How often do you use the tablet form of the ultrabook? Do programs still work fine when in tablet form?


----------



## Ask Mr. Religion (Jun 29, 2014)

Wynteriii said:


> How often do you use the tablet form of the ultrabook? Do programs still work fine when in tablet form?


I use it from time to time and some programs behave well, some do not, as they were not developed with a touchscreen user interface model being anticipated. I have fat fingers so I use a narrow tipped capacitive stylus and things work out well enough. That said, the high resolution of the Yoga 2 is painful for some programs, even some Windows 8.1 Pro dialogs that will appear very small even when using the default 250% typeface magnification. For example the Kindle PC reader app's menus are all tiny and squished together, but selecting or reading the books are no problem. Another example is the Chrome browser, which requires some internal flag settings and registry hacks to render text clearly.
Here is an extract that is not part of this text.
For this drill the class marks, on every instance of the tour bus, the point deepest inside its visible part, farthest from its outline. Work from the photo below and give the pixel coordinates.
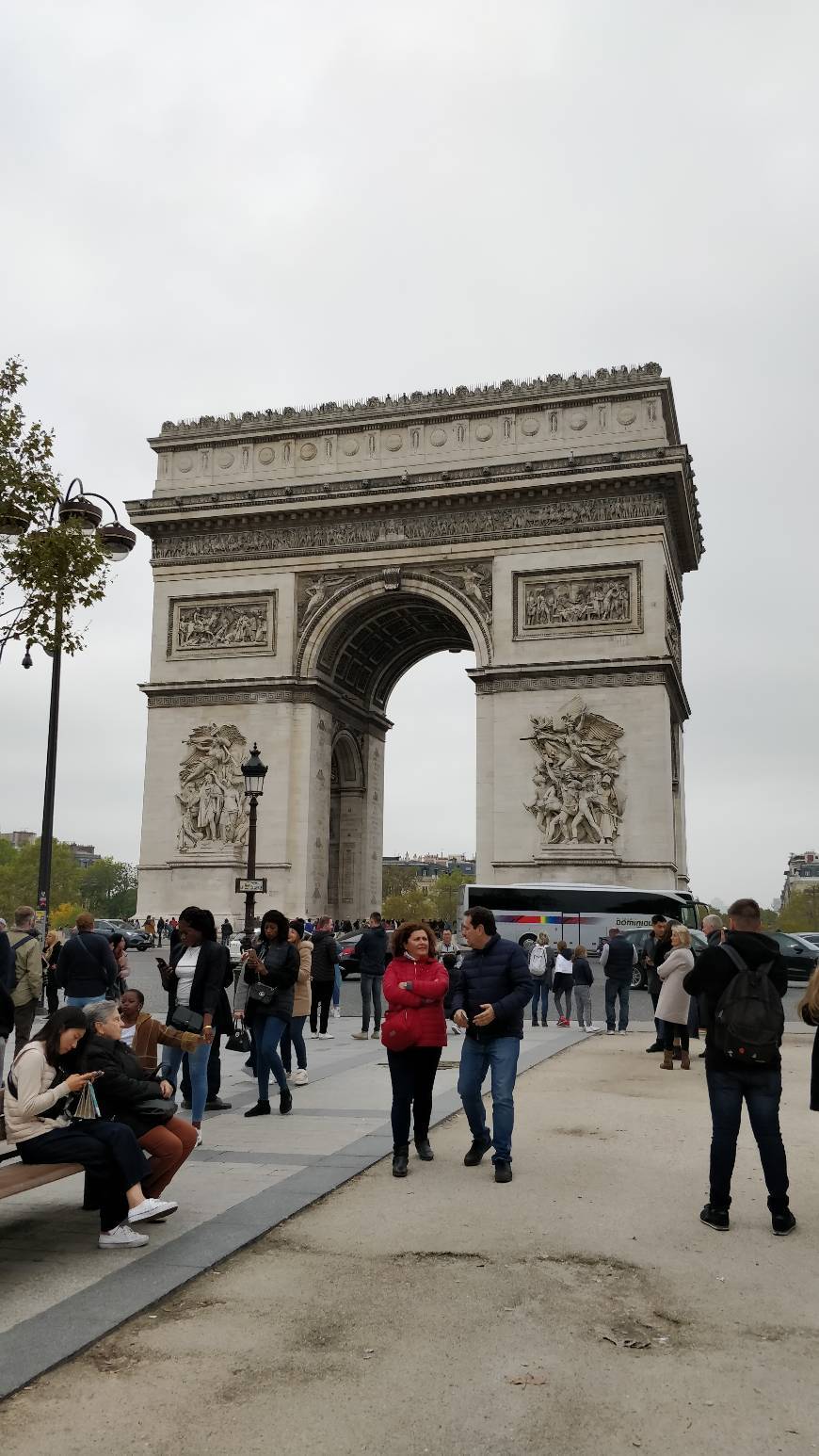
(579, 914)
Even Explorer 11 has some menu issues with high resolution.


----------



## Wynteriii (Jul 24, 2014)

So, it looks like I will be saving up for a custom Toshiba laptop. I think this one.

Toshiba Satellite L70-BBT2N22 Laptop

I'm just curious about a few things.

1. Intel I5 0r I7? 

2. Noob question: How much ram? I'm leaning towards 12 gigs just to be safe and comfortable. I always think I'm going to do video editing but I never do. I have four gigs of ram now and really need more.

3. Also if you want to look at the other options, tell me what you prefer.


----------



## Ask Mr. Religion (Jul 24, 2014)

The page in question shows I3 (sigh)


4th Generation Intel® Core™ i3-4025U Processor (3M Cache, 1.90 GHz)
Get at least 8Mb of RAM. The more the better, In my humble opinion.


----------



## Wynteriii (Jul 25, 2014)

You can customize the laptop and put in either an i3, i5, or i7. The last thing I need is an i3. I don't think that would work well with Wordsearch 10


----------



## Ask Mr. Religion (Jul 25, 2014)

You will want the I7 processor.


----------



## Wynteriii (Jul 25, 2014)

Got it!

What about ram, any thoughts on that?


----------